A Twitter live-data collector. Keep an eye on your disk space ;-)
This project is largely an experiment that may one day grow into something useful for more than just a handful of people.
The idea is simple: Albatross is a way for you to capture everything said about something and then analyse the raw data yourself or let this site visualise it for you.
Say you're at a conference that's managing the conversation with the hashtag:
#awesomeconference
. You're participating when you can, but it would be
really nice to be able to collect everything everyone said during the
conference and draw some conclusions from it.
Maybe you want to do some analytics based on some natural language processing,
or want to chart the number of times a particular phrase was mentioned within
that hashtag. Whatever you want to do with the data, just fill out the form
here with the hashtag in question, hit submit
and when the conference ends,
you've got all the data to play with.
Similarly this can be used for international events, or national disaster coverage. Plot on a map the tweets posted about your subject and when, or analyse the content of the tweets to see what different regions are saying about a particular subject.
Analytics and visualisation is hard, and not everyone has the time or inclination to figure out how to parse the JSON blobs Twitter makes available via their API. Thankfully, Albatross has a bunch of built-in visualisations that might be sufficient for many people, but if you need something more customised, you can open an issue and I can give it a shot. Of course, contributions are welcome!

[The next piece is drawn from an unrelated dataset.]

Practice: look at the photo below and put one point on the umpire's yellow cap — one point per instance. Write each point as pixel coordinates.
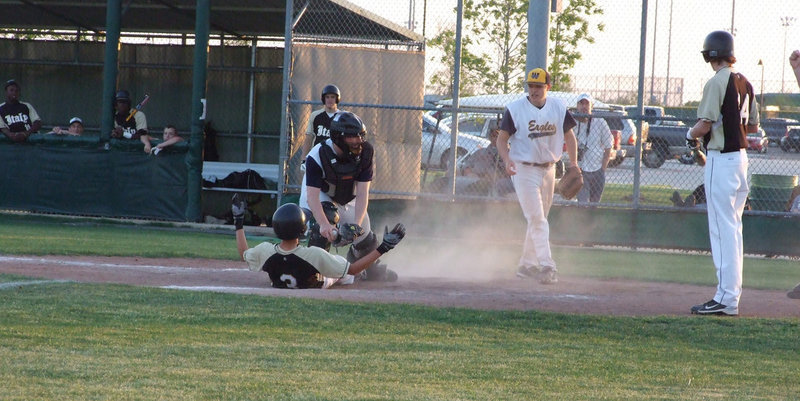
(538, 76)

The raw data is available as a xzip-compressed "fjson" file. This is just a
plain text file, with one JSON object per line. You can decompress this file
in Linux & Mac with the xz
utility, or use a common program like WinRar in
Windows.
Everything is dockerised, so you need:
-
Docker
-
Docker Compose
-
A
.env
file defining the following values:PYTHONUNBUFFERED=1 TWITTER_CONSUMER_KEY=<secret> TWITTER_CONSUMER_SECRET=<secret>
Note that the values aren't wrapped in quotes. You can thank Docker for that.
You can also optionally set some other values here:
- You can configure the externally-available ports for the web service and
RabbitMQ by setting
WEB_PORT=<number>
andRABBITMQ_PORT=<number>
respectively. - You can get more output from Albatross by changing the log level. Set
DJANGO_LOG_LEVEL=INFO
or evenDJANGO_LOG_LEVEL=DEBUG
if you want. - If you're planning on doing some development, you can turn global
debugging on by setting
DEBUG=true
- You can also change Django's
SECRET_KEY
by setting that value here.
- You can configure the externally-available ports for the web service and
RabbitMQ by setting
Albatross needs a CONSUMER_KEY
and CONSUMER_SECRET
from Twitter in order to
operate. To get these, you'll need to log into Twitter and visit their app site.
Once there, click the Create New App
button, and put whatever you want into
the form fields that follow. Just make sure that for the last box,
Callback URL
, you put in http://127.0.0.1:8000/accounts/twitter/login/callback/
.
Once you've submitted the form, Twitter should present you with a page that has
4 tabs, one of which is labelled Keys and Access Tokens
. Click that, and it
will reveal two values:
- Consumer Key (API Key)
- Consumer Secret (API Secret)
These are your TWITTER_CONSUMER_KEY
and TWITTER_CONSUMER_SECRET
values
respectively. Put them into your .env
file (mentioned above).
Now that you have the credentials to identify yourself to Twitter, you just
need the Albatross code. You can do this with git
, which is handy 'cause you
can use git later to keep your code up to date.
$ git clone https://github.com/danielquinn/albatross.git
If you don't have or want to use git, you can just download a copy of Albatross from Github and unzip it into a directory somewhere.
Before you run anything, you need to have that .env
file mentioned above. At
the very least, it should contain your values for TWITTER_CONSUMER_KEY
and
TWITTER_CONSUMER_SECRET
as well as PYTHONUNBUFFERED=1
.
$ cd albatross
$ ${EDITOR} .env
When the above is complete, you just need to tell Docker to run all of the required bits and keep them running. To do that, you use docker-compose:
$ docker-compose up
Note that the startup process is such that some of the components, like the collector & webserver may fail as the database isn't ready yet. That's ok, they should be re-started automatically at which point they'll retry to connect to the database. Eventually, all of the components will level out and Albatross will be ready.
After that, just visit https://localhost:8000 and login with Twitter to start your first collection.
Here's what it's doing under the hood:
I wrote this back in 2015 as an attempt to start a company doing this sort of thing for people & businesses. However, not long after I had a working model, Twitter started acting more and more hostile to projects that would dare store "their" data, so I gave up on it.
In 2018 however, I repurposed Albatross into a self-hosted model to help a friend do some research for her PhD. If it works for her, it may work for others, so I decided to polish it up a bit and re-license it under the AGPL3.